Human Resources
Lee Chottiner
Abebe Kahsay believes his people in Ethiopia’s Tigray region and the Jews could soon share a deadly resemblance.
Unless things change quickly, both will have endured a time when six million of their people were killed – the Jews during the Holocaust, Tigray today.
Kahsay’s home region in northern Ethiopia is gripped by a two-year-old civil war that has claimed thousands of lives. Without intervention, things could soon get much worse.
“There is a resemblance” with the Jewish experience, said the former army and air force commander in the Ethiopian National Defense Forces. “These people are in hunger, these people are in the process of dying because of lack of food, medicine and other services. Unless the international community reacts as soon as possible, it will be a catastrophe.”
The 69-year-old asylum-seeker and his family, forced to flee Ethiopia, where his fellow Tigrian officers have been arrested, now live in Louisville, and the Jewish Family & Career Services has been assisting Kahsay in finding work.
That’s how he came to my attention. Desiring to speak to the Jewish community about the unfolding catastrophe in his country, the JFCS put him in touch with me.
Jewish World Watch, a Los Angeles-based nonprofit that monitors mass atrocities around the world, tweeted on May 12 that six million Tigrians (probably more now) were at risk of starvation, despite a cease-fire and promises that food and other aid would be sent by trucks to the region.
That aid has been blocked from getting through, tweeted Samantha Power, administrator of U.S. Agency for International Development (USAID). “Progress has been made to increase the trickle of aid previously allowed through,” she said, “but we need a flood to make up for lost time.”
Specifically, Kahsay said at least 500 trucks a week are needed.
“It is genocide in every aspect in Tigray,” he said.

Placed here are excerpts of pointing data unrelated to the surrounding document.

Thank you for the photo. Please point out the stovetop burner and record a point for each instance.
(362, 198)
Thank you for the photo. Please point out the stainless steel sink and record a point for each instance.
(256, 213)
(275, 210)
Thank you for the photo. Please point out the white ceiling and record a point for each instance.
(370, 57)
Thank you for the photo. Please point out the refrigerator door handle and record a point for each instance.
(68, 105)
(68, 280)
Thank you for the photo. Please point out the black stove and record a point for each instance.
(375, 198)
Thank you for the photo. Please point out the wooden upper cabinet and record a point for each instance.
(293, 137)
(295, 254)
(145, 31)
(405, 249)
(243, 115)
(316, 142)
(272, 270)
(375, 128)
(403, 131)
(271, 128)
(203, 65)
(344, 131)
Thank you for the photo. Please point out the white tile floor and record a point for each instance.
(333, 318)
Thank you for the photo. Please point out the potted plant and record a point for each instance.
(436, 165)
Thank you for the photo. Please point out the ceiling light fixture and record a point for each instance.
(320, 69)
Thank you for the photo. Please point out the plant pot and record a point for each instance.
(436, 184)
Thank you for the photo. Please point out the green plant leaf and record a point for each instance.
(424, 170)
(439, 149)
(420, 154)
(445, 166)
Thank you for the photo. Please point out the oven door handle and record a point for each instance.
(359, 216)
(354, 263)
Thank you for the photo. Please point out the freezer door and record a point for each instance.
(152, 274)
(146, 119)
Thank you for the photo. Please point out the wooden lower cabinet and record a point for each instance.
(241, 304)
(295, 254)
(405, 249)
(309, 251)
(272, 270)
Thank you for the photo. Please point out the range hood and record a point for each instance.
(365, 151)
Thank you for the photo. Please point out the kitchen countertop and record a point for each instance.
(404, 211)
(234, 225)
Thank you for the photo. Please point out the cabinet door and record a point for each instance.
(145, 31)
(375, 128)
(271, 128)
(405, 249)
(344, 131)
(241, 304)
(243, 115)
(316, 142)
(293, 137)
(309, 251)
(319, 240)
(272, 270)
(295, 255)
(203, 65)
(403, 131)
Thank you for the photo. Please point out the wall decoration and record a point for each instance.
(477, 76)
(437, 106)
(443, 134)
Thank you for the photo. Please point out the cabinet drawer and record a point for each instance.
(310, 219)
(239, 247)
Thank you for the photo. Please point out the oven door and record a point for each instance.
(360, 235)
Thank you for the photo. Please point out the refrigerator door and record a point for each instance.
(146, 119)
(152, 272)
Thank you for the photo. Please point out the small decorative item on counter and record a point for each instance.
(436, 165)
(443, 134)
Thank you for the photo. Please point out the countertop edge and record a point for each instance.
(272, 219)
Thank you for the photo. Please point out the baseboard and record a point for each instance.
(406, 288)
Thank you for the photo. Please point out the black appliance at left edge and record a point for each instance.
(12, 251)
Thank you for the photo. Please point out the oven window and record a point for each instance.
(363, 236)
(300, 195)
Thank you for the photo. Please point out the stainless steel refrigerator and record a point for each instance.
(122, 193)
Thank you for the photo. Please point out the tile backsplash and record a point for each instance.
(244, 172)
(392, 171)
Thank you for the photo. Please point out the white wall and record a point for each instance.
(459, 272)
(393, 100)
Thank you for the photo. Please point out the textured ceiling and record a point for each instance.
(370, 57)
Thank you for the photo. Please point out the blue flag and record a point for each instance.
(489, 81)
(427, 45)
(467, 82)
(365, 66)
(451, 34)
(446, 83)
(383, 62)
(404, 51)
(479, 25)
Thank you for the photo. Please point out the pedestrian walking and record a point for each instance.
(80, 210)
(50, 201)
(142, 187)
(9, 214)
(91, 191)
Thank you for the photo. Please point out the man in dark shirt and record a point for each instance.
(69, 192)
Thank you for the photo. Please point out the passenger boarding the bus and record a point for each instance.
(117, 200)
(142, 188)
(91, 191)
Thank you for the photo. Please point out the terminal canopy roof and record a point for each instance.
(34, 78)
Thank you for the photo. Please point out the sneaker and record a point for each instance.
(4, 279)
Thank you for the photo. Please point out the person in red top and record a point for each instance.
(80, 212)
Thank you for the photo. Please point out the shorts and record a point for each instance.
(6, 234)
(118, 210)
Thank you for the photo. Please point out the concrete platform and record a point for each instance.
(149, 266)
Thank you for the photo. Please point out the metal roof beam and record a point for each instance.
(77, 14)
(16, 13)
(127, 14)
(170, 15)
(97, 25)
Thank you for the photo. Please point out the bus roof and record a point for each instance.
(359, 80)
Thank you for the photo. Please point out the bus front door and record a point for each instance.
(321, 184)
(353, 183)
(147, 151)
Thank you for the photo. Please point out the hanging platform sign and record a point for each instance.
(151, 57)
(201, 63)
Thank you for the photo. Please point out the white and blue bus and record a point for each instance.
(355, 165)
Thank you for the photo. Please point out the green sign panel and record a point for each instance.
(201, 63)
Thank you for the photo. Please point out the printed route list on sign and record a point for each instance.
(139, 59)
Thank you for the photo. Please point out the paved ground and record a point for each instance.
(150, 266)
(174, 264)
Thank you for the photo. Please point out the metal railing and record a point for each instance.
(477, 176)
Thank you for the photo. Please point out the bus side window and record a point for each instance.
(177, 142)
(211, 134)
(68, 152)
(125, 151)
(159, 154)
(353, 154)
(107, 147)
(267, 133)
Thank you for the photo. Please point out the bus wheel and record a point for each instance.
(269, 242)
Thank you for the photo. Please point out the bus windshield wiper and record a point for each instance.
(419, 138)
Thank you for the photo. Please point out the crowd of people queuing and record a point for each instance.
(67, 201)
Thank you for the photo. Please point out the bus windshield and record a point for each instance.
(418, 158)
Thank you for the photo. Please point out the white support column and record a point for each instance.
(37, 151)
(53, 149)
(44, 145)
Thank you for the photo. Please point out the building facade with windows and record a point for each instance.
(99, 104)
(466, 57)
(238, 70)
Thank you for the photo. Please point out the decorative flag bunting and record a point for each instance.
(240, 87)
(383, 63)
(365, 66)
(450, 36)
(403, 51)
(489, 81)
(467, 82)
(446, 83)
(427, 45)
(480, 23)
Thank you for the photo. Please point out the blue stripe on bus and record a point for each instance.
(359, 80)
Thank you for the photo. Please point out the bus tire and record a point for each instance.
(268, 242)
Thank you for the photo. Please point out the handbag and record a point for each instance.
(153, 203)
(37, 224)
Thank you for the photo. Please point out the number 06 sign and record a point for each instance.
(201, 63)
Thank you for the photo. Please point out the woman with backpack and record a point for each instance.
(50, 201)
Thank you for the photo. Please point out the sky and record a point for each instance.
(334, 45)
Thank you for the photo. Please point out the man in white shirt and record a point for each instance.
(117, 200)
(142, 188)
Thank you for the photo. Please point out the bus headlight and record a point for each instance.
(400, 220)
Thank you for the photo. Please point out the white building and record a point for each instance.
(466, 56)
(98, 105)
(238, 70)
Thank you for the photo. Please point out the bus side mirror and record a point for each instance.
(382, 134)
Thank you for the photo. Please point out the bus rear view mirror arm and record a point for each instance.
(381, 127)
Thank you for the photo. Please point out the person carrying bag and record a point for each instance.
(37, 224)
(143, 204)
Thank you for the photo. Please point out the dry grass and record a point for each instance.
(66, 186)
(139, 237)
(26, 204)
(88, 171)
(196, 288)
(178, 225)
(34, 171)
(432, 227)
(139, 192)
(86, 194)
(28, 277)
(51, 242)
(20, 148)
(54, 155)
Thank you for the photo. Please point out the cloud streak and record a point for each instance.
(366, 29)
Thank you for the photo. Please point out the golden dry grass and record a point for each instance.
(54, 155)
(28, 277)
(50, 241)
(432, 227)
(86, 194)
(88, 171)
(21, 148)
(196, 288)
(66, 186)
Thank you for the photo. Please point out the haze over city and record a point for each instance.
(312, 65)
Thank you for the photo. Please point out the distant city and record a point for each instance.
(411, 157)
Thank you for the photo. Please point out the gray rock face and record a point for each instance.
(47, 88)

Anxious for Jewish Louisville to know that something just as dire as the war in Ukraine is happening on the horn of Africa, Kahsay noted the long relationship between Jews and Ethiopia. Both are ancient civilizations, he said, and the Queen of Sheba, who visited King Solomon, according to legend, is an ancestress of the Ethiopian Jews, many who live in Israel today.
“I want the Jewish community to stand for human rights and to help these people get food, get medicine, get services,” Kahsay said. “I want the Jewish community to be the voice for the voiceless.”
The civil war in Ethiopia, which started in 2020, has been a brutal affair. Pitting government forces against Tigrian rebels, it’s hard to say how many people have already died. But an estimate from Belgium’s Ghent University says the figure could be as high as 500,000, including 50,000 to 100,000 killed in the fighting, 150,000 to 200,000 dead from starvation and more than 100,000 from the lack of medical attention.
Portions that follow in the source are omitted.